Please Explain; Tire Sizes & Effect on Car

I know that the boss bought a new Dodge truck and put bigger tires on it and then took it right back to the dealer to have the speedo recalibrated. A major Dodge, Toyota, Scion dealer, not some shady outfit.

I am with a Trans Am/Camaro group and the boys do this sort of thing all the time, although I prefer to leave mine stock.

If the factory offers a range of different wheel sizes as options and ships them with the speedometer reading incorrectly, I imagine that someone might raise quite a fit about it. But, no, I am not certain. But if the dealer can reset them, I don’t see why the factory wouldn’t just give them the right calibration to begin with.

Much of the discussion of changes in tire diameter, especially increases in diameter, has centered around the recalibration of the odometer (which automatically addresses the speedometer issue).

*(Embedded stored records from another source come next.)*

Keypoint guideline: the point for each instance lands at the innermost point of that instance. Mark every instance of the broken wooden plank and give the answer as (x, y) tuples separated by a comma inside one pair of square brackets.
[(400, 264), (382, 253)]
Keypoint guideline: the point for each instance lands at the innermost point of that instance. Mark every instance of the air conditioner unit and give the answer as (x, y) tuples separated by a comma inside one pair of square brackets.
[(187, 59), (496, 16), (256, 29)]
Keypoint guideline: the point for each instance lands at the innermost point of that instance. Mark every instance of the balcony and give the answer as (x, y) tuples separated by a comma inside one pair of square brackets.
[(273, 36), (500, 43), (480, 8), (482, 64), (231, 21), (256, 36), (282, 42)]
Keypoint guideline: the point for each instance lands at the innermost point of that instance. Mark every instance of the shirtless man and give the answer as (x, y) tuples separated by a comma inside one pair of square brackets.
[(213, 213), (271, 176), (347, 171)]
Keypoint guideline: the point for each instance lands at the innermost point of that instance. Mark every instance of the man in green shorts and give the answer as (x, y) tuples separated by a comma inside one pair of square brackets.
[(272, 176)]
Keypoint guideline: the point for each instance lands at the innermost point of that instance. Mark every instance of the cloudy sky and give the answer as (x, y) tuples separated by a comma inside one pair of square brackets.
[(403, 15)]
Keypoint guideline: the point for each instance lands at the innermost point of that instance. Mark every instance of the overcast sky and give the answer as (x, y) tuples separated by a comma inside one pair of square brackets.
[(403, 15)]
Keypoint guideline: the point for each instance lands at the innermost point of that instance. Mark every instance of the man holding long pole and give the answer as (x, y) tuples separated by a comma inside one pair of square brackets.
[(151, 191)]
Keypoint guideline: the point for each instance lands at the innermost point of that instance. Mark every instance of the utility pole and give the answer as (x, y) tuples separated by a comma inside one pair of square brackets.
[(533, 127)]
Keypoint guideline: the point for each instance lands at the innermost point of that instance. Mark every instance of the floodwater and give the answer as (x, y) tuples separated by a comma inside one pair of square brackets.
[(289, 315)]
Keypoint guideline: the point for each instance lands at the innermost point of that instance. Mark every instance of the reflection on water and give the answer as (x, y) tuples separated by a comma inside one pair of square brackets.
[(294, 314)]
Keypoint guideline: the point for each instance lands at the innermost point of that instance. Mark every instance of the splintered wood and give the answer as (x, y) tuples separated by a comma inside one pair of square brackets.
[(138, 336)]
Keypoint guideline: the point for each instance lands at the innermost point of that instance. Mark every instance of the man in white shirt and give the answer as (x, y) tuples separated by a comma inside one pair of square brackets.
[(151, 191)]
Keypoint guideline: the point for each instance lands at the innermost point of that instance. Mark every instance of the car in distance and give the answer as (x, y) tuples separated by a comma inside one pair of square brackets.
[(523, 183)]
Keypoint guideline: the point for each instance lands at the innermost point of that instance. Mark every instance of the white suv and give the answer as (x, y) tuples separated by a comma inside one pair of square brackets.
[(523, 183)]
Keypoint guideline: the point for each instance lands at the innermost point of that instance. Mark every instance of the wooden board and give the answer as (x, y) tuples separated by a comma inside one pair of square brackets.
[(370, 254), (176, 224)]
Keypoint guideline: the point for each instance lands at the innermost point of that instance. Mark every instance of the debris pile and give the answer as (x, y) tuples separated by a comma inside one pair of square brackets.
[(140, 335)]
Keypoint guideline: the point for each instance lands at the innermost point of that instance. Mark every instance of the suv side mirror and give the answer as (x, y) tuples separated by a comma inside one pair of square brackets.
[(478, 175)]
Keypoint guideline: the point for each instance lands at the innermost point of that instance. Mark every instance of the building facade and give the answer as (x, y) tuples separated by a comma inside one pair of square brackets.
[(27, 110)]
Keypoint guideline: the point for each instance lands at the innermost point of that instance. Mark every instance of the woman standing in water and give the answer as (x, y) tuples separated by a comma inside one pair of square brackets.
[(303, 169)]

When a manufacturer offers different wheel/tire options the tire diameter, in almost all cases, will stay the same. The concern isn’t reprogramming the odometer, it’s the operating RPM of the engine. Every engine is designed to operate efficiently based upon the weight of the vehicle, transmission gear ratios, rear end ratios, intended use of the vehicle, etc. An increase of 2" in diameter will dramatically effect the operating RPM of the engine. It will operate at a lower than optimum RPM (lugging). This will put undo strain on the engine, similar to starting out in 2nd gear instead of 1st or locking a transmission on overdrive at too low of a speed. It will also, as previously noted, reduce fuel mileage.

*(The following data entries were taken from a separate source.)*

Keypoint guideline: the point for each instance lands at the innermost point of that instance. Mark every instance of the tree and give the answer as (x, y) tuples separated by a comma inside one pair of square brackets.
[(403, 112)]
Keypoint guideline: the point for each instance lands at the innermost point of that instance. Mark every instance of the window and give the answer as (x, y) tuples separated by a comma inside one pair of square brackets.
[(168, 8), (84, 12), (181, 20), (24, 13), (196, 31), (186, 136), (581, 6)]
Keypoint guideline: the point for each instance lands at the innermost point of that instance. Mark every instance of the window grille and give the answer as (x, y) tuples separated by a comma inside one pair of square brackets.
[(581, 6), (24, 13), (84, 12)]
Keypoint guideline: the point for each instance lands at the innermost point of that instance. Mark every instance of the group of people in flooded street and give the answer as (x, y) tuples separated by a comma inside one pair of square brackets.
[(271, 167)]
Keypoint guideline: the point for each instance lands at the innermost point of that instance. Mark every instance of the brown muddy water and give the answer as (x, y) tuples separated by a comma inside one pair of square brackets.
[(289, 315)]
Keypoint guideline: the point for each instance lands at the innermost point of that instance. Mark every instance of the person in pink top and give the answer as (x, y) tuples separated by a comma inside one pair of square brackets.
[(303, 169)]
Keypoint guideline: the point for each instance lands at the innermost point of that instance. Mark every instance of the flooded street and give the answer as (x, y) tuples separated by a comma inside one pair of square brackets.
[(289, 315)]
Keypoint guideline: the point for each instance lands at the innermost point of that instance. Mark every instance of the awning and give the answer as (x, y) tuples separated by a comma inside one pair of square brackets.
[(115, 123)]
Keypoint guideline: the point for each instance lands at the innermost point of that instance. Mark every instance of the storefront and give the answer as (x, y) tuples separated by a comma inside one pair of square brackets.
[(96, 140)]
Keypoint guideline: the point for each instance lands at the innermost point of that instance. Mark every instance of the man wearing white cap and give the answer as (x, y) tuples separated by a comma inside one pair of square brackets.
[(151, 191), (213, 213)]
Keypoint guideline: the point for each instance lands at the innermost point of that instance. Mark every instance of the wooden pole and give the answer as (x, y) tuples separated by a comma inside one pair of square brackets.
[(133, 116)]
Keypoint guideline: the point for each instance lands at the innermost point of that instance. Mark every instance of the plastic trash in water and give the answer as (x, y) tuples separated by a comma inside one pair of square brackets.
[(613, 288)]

When you see these 4WD vehicles with oversize/tall (31", 32", 33", etc) tires, the gear front/rear differential gear ratios have been changed. From the factory they may have come with 3.73:1 gears, but to compensate for the larger tires they might lower the ratio to 4.56:1.

There was a class action suit brought against Honda a few years back because it was shipping out Accords and one or two other models with speedometer/odometer readings 2-4% on the high side. As a consequence, they bumped up the warrantied mileage by 5% and gave lessees 5% more allowed mileage.

Here’s an article about it.

The main focus there, of course, is that it was essentially shortening the warranty period by a few percent.

It does make me wonder, though, about the oft-heard claim that +/- ten percent is acceptable error on speedometers. I always thought that sounded high, and I really doubt it now that I see a manufacturer getting hammered over a far smaller bias. The engineer quoted in the article states that he considers two percent unacceptably high.

Ten percent does seem a bit high, but was probably not quite so unreasonable in the old days of purely mechanical systems. But it would seem to me that going much below 2% would get you into the area where tire inflation could have an impact.

Does anyone know how much over- or under-inflating a tire can effect its circumference?

It makes me wonder about tire wear, too. Most tires start out with a tread depth of, what, 10/32 of an inch? Replacement is mandatory at 2/32, which gives a total radius change of a quarter of an inch between brand-new and ready-for-the-scrap-heap.

Radius of, say, a P215/70R16 is, ummm… (8 in) + 0.7*(215 mm)/(25.4 mm/in) = 13.9 inches.

0.25" / 13.9" = 1.8%, and since circumference scales with radius you’d get the same percentage change in circumference.

Borderline, I guess, if we’re treating 2% as a threshold.

I love this place! Everyone can put in a peice of the puzzle and we get a fuller picture.
I think UncleFred, (the OP), probably just went back and asked the dealer about the Rav4 he was interested in.

UncleFred here. Actually we have been focusing on shopping by price for the desired configuration. But with the very helpful knowledge gained here I will ask the salesman about this topic.

It is not unusual to find MrsUncleFred and I know more about a car than the salesmen do.

I am a tire shop owner and I can’t agree more with this.

Here’s a true case: My car (a Citroen C4) can be factory equipped with three options: a) Steel 16" rims and 205/55/16 tires, b) Alloy 16" rims and 205/55/16 tires, c) Alloy 17" rims and 205/50/17 tires. Mine came with option c.

Now I don’t have the exact numbers handy, but I remember that the 16" alloy rim is actually about 1.5 kilos HEAVIER than the 16" steel rim and the 17" alloy rim is another 1.5 kilo heavier. The 205/55/16 and 205/50/17 tire weights on the other hand are almost identical.

Just for the heck of it I removed the stock 17" wheels and bought a set of 16" steel wheels but instead of the stock 205/55/16 I installed 205/45/16 semi slick tires. Even with the much stiffer sidewall of the semislicks, I couldn’t believe the improvement in ride quality, especially when driving over potholes and uneven surfaces. It was like driving a different car.

What ghardester said. Thetire size will be in the vehicle’s computer.

I bought some larger tires for my Suburban. I yanked out the ECU and sent it to a ‘dude’ who reprogrammed it for me (he actually did some other things to it but tire size was one of them).